The Chiefs scored touchdowns on their first four trips to the red zone in Sunday’s 32-29 win in New Orleans, and they likely would have a much more difficult time beating one of the league’s best teams with field goals.
“When you play a defense like that,” Mahomes said. “you know there are going to be few opportunities. You have to make sure you execute when you’re down there.”
The Chiefs are not a perfect football team, of course. They are simply the team with the fewest flaws, or maybe it’s the greatest strengths or maybe it’s both.
But they are flawed. Only two weeks ago, coach Andy Reid talked about red-zone execution — unprompted. He brought up the topic in a post-game Zoom call with media, and a day later, he opened by addressing the same issue. They ranked 24th in red-zone efficiency then, after having whiffed on seven straight trips, the longest streak in the NFL this season.
They recognize it’s a relative weakness for a team with very few. They need to run the ball better in goal-to-go. They have to gain a yard running the football, as both Mahomes and offensive coordinator Eric Bieniemy put it, even when teams know what’s coming.
But here’s the thing. That’s not what the Chiefs did.
The running game was good Sunday. Really good. They found 179 yards on the ground against a quality defensive front.
But they didn’t use it much at the goal line. At least not in its conventional form. And it’s indicative of their overall approach to winning football 22 of their past 23 football games.
The Chiefs are going to address their weaknesses with their own strengths, rather than conform to the way the rest of the league is doing it. And their strengths remain the coach’s creativity and the quarterback’s ability.
Consider their four red zone touchdowns:
• The Mahomes shot put to Kelce, a play that had not shown up on Chiefs film in more than two years.

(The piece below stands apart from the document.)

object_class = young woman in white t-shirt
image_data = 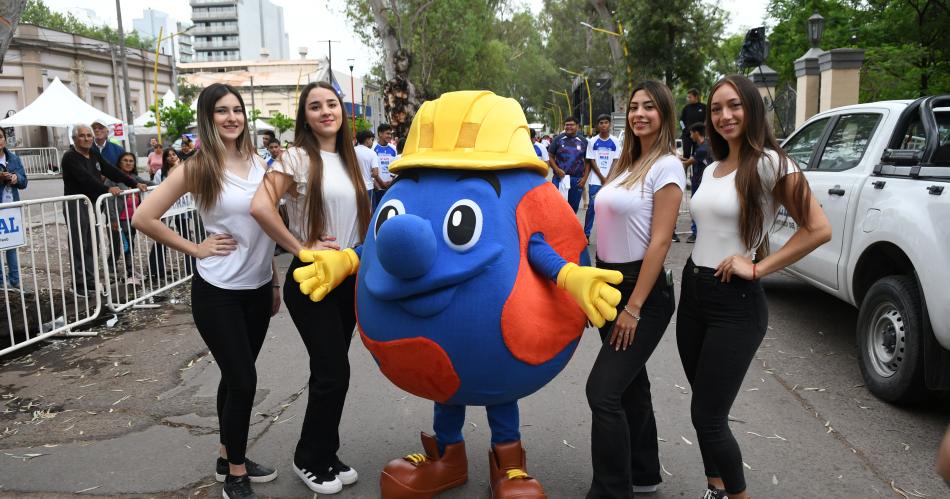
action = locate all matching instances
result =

• A 5-yard pass to wide receiver Tyreek Hill, who zig-zagged in motion before the snap to his left and then back right. Then after the snap, he darted back left. And then back right. The misdirection, not some sort of power football at the goal line, eventually left him open in the end zone.
• An extraordinary effort from Mahomes, who spent the play backtracking and eluding pressure on a rollout to his left. He flipped almost a fade-away pass to the corner of the end zone, reaching the outstretched Mecole Hardman in time for the receiver to tap in his feet.
• A quarterback option in which Mahomes waited until after he crossed the line of scrimmage and beat the defensive end before pitching to running back Le’Veon Bell for a 12-yard touchdown.
Among the four, the last might have been conventional of the bunch, and here’s what Bell said of it: “I don’t think I’ve ever had a play like that.”
There’s probably a law of averages in here somewhere — the league’s best offense was never going to finish the season as one of its worst inside the 20-yard line.
But two weeks after we deemed it notable enough to be a concern — with support from the numbers — the Chiefs have opted to confront it in their own way.
With their own strengths.
“Things worked, I guess,” Reid said, “in the simplest form.”